Although it was referenced a couple times, this trip was not nearly as ridiculous as the Yankee Hill run. I was at least able to move around at will with 285's and four tire chains, Eric wasn't able to do that on Yankee Hill.
Of course, it was another great run. It was very weird that the only cold and snow was after we hit the trail head. It's like theres a permanent snow cloud hanging over that area. Pretty cool actually.
We met up with another group with a couple Jeeps, a Ford Ranger, and a Scout. The Scout had it's brakes fail at the start of the trial, and one of the Jeeps was stuck trying to turn around and follow him out to the gas station for brake fluid. This gave us a chance to stop and fiddle with our tire chains. A guy on a pretty good size utility ATV came by and forewarned us we were in a lot of trouble up ahead, but we didn't pay any attention to that.
The snow was truthfully only about a foot deep, but in the areas where it was drifting and staying in the low trail, it was over knee deep. If it wasn't for the downhill zig zag in the trail, we would have gotten a lot further. After I broke through that part of the trail, I drove up a couple miles with little trouble. We just
could not get Travis' land barge through that snow pile. I dragged it with a Warn M8000 until it was completely high centered and dragging the Cherokee down to it. That Warn just wouldn't give up, but I didn't want to burn it up, or yank the front of my spineless Cherokee off. Lol.

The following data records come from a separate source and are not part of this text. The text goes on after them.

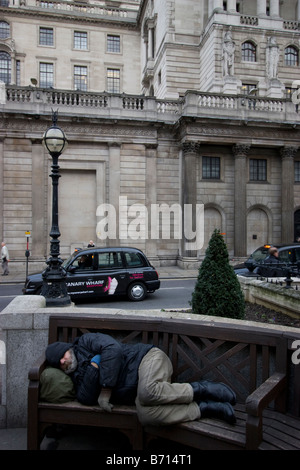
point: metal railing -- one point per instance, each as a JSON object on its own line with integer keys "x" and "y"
{"x": 148, "y": 107}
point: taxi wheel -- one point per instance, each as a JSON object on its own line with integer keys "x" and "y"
{"x": 137, "y": 291}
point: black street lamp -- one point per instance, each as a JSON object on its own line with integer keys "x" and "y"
{"x": 54, "y": 287}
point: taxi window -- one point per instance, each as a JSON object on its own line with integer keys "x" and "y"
{"x": 285, "y": 256}
{"x": 109, "y": 259}
{"x": 133, "y": 260}
{"x": 84, "y": 262}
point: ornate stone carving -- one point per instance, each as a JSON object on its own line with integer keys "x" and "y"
{"x": 241, "y": 150}
{"x": 190, "y": 147}
{"x": 288, "y": 152}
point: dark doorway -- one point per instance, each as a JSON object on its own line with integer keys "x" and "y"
{"x": 297, "y": 226}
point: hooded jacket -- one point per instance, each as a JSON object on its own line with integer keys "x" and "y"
{"x": 118, "y": 368}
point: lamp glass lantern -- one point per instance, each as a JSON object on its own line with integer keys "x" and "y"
{"x": 55, "y": 141}
{"x": 54, "y": 287}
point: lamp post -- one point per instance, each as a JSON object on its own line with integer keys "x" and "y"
{"x": 54, "y": 287}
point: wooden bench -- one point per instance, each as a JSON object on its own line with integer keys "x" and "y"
{"x": 254, "y": 360}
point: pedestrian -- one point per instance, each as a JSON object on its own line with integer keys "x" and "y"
{"x": 4, "y": 258}
{"x": 271, "y": 266}
{"x": 108, "y": 372}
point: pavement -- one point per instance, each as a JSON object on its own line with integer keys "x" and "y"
{"x": 70, "y": 438}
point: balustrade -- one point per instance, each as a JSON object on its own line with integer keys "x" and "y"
{"x": 192, "y": 104}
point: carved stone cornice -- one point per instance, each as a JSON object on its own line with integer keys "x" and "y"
{"x": 241, "y": 150}
{"x": 190, "y": 147}
{"x": 288, "y": 152}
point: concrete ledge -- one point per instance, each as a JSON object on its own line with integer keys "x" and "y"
{"x": 24, "y": 324}
{"x": 271, "y": 295}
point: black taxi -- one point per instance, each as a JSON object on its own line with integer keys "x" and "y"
{"x": 98, "y": 272}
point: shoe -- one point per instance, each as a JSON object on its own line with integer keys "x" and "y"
{"x": 213, "y": 409}
{"x": 206, "y": 390}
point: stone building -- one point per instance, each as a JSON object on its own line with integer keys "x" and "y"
{"x": 167, "y": 105}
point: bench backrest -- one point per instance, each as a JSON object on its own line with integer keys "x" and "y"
{"x": 240, "y": 356}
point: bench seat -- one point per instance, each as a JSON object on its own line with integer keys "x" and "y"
{"x": 280, "y": 432}
{"x": 256, "y": 362}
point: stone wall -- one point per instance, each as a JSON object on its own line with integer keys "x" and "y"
{"x": 24, "y": 332}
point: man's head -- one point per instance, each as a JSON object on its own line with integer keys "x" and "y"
{"x": 61, "y": 355}
{"x": 273, "y": 251}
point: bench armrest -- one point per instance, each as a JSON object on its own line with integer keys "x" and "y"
{"x": 37, "y": 368}
{"x": 257, "y": 402}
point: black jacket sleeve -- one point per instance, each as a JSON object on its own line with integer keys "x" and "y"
{"x": 111, "y": 356}
{"x": 88, "y": 390}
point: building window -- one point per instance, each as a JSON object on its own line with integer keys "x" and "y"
{"x": 297, "y": 171}
{"x": 46, "y": 75}
{"x": 291, "y": 56}
{"x": 249, "y": 89}
{"x": 113, "y": 43}
{"x": 211, "y": 168}
{"x": 4, "y": 30}
{"x": 80, "y": 40}
{"x": 46, "y": 4}
{"x": 5, "y": 67}
{"x": 18, "y": 72}
{"x": 258, "y": 169}
{"x": 113, "y": 80}
{"x": 80, "y": 78}
{"x": 46, "y": 37}
{"x": 249, "y": 51}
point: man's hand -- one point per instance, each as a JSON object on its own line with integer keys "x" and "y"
{"x": 103, "y": 400}
{"x": 95, "y": 361}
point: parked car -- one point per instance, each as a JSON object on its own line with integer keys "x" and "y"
{"x": 288, "y": 256}
{"x": 98, "y": 272}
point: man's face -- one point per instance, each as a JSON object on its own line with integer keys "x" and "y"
{"x": 66, "y": 360}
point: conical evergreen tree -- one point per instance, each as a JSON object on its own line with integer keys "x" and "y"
{"x": 217, "y": 290}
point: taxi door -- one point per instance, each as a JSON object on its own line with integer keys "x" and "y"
{"x": 81, "y": 276}
{"x": 111, "y": 277}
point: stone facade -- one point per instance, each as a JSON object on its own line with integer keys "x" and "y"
{"x": 191, "y": 122}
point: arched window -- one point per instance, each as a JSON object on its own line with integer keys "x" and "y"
{"x": 4, "y": 30}
{"x": 5, "y": 68}
{"x": 249, "y": 51}
{"x": 291, "y": 56}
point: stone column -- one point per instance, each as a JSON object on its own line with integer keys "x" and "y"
{"x": 231, "y": 6}
{"x": 1, "y": 188}
{"x": 218, "y": 5}
{"x": 38, "y": 243}
{"x": 240, "y": 152}
{"x": 190, "y": 152}
{"x": 287, "y": 193}
{"x": 114, "y": 186}
{"x": 274, "y": 8}
{"x": 151, "y": 198}
{"x": 261, "y": 7}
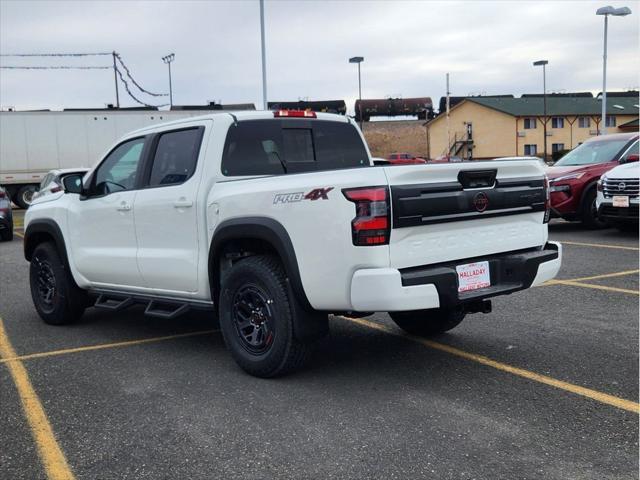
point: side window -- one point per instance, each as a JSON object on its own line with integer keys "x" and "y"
{"x": 119, "y": 170}
{"x": 634, "y": 150}
{"x": 175, "y": 158}
{"x": 267, "y": 147}
{"x": 338, "y": 145}
{"x": 298, "y": 149}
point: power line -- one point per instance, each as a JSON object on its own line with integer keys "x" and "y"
{"x": 53, "y": 54}
{"x": 126, "y": 87}
{"x": 66, "y": 67}
{"x": 117, "y": 55}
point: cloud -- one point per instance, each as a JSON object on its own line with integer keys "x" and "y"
{"x": 408, "y": 47}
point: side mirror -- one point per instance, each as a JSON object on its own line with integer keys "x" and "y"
{"x": 73, "y": 183}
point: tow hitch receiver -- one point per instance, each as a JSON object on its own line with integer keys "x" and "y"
{"x": 480, "y": 306}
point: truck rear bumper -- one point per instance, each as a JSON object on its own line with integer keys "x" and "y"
{"x": 433, "y": 286}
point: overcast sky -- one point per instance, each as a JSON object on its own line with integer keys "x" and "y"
{"x": 408, "y": 46}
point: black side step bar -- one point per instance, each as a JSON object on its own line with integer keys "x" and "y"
{"x": 165, "y": 310}
{"x": 114, "y": 304}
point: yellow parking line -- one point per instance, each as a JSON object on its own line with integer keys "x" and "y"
{"x": 591, "y": 285}
{"x": 53, "y": 459}
{"x": 9, "y": 359}
{"x": 600, "y": 245}
{"x": 606, "y": 275}
{"x": 601, "y": 397}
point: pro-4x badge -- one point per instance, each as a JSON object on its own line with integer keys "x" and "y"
{"x": 318, "y": 193}
{"x": 315, "y": 194}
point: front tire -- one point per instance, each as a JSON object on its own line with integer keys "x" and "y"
{"x": 425, "y": 323}
{"x": 56, "y": 297}
{"x": 24, "y": 196}
{"x": 256, "y": 318}
{"x": 7, "y": 235}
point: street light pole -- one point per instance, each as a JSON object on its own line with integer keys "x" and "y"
{"x": 264, "y": 58}
{"x": 544, "y": 100}
{"x": 359, "y": 60}
{"x": 168, "y": 59}
{"x": 115, "y": 79}
{"x": 606, "y": 11}
{"x": 603, "y": 120}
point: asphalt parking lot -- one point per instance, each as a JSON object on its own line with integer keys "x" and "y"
{"x": 545, "y": 387}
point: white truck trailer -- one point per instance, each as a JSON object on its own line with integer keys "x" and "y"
{"x": 34, "y": 142}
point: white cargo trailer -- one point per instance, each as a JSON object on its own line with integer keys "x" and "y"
{"x": 33, "y": 143}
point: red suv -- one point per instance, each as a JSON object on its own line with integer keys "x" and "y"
{"x": 573, "y": 178}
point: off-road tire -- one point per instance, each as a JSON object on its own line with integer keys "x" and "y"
{"x": 264, "y": 274}
{"x": 425, "y": 323}
{"x": 66, "y": 302}
{"x": 24, "y": 196}
{"x": 590, "y": 217}
{"x": 6, "y": 235}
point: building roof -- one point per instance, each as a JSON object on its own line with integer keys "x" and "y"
{"x": 534, "y": 106}
{"x": 566, "y": 94}
{"x": 633, "y": 124}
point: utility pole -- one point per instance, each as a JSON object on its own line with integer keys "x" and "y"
{"x": 448, "y": 129}
{"x": 115, "y": 78}
{"x": 544, "y": 64}
{"x": 168, "y": 59}
{"x": 264, "y": 58}
{"x": 616, "y": 12}
{"x": 358, "y": 60}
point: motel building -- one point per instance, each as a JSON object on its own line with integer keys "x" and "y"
{"x": 490, "y": 127}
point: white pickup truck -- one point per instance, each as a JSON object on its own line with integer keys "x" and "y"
{"x": 275, "y": 220}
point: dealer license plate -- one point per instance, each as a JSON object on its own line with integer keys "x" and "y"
{"x": 473, "y": 276}
{"x": 620, "y": 201}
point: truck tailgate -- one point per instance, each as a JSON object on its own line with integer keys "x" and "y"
{"x": 467, "y": 210}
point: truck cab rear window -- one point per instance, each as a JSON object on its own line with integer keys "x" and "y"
{"x": 269, "y": 147}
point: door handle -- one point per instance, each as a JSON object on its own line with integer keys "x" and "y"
{"x": 182, "y": 203}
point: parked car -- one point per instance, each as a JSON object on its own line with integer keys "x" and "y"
{"x": 274, "y": 227}
{"x": 53, "y": 182}
{"x": 517, "y": 159}
{"x": 6, "y": 216}
{"x": 573, "y": 178}
{"x": 617, "y": 199}
{"x": 404, "y": 159}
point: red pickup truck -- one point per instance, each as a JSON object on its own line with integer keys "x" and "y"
{"x": 572, "y": 180}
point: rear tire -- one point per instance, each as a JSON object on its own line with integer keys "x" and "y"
{"x": 256, "y": 318}
{"x": 7, "y": 235}
{"x": 425, "y": 323}
{"x": 590, "y": 217}
{"x": 56, "y": 297}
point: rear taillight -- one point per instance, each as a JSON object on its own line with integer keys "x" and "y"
{"x": 372, "y": 224}
{"x": 294, "y": 113}
{"x": 547, "y": 201}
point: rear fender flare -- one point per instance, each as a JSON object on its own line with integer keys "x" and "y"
{"x": 264, "y": 229}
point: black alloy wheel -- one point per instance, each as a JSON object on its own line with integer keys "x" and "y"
{"x": 253, "y": 319}
{"x": 47, "y": 291}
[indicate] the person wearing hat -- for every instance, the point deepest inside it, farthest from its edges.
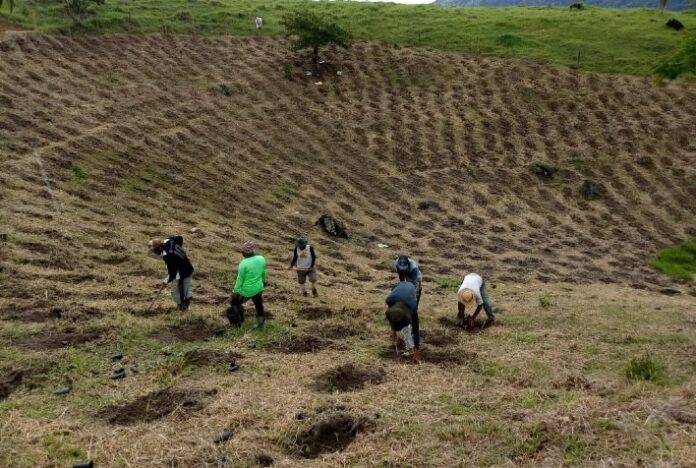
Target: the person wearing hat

We ended up putting on another winch clinic getting Doug unstuck, Using my winch and going past his rig to a tree with a snatch block, then back. We gave up because we were pulling Aspen trees down. (We made sure not to tell Travis about uprooting the harmless trees, haha) Going backwards with tire chains on just the rear isn't very effective, and we didn't want to risk putting the chains on the front and blowing a birfield or ring gear. In the end. the winch cable kept getting into the 'Cruiser body because we were pulling through a curve. We moved Doug and slipped the Cherokee past him to help pull the 'Cruiser out. Travis had dug himself out by this time and powered through the curves and out. He worked hard, because he wasn't having anything to do with letting a Jeep Cherokee pull him out of the snow
I did give Greg a tug, but that was just to save his engine and new tires. The 35's and ground clearance he had was working quite well.
We aired back up at the trail head. Travis and I had an "air compressor drag race", and his Harbor Freight compressor smoked my modified MV50. So if you're in the market for a compressor, buy that one over an MV50. Heck, you can buy two of them for the price of one MV50 and use one for each side of the rig.